Municipal Corporations Act are the statutory acts created for governing of municipal corporations across various Indian towns and cities. Municipal Corporation mechanism in India was introduced during British Rule with formation of municipal corporation in Madras (Chennai) in 1688, later followed by municipal corporations in Bombay (Mumbai) and Calcutta (Kolkata) by 1726. The passing of municipal corporations acts by state governments is necessary for the creation of municipal corporations in any city of state.

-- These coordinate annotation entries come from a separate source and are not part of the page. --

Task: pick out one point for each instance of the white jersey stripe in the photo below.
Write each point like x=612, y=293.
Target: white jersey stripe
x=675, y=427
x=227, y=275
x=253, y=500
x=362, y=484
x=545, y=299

== History and administration ==

Municipal Corporations Acts help in laying strong guidelines for the functioning of municipal corporations which helps in city’s development.
In India the foundation for the democratic form of municipal governance had started 135 years back through Lord Ripon’s resolution of local self-government. Any Indian city with population of more than 10 lakhs or 1 million qualifies to become corporation. If the population of any area increases to more than 10000 than it will be declared as separate ward.

Municipal Acts in India are of below three types:

- General municipalities acts across states.
- Independent acts for setting up municipal corporations.
- Individual municipal corporations in specific cases.

== Municipalities with Municipal Corporations Acts ==

In India there are many cities having municipal corporations which are governed by different municipal acts.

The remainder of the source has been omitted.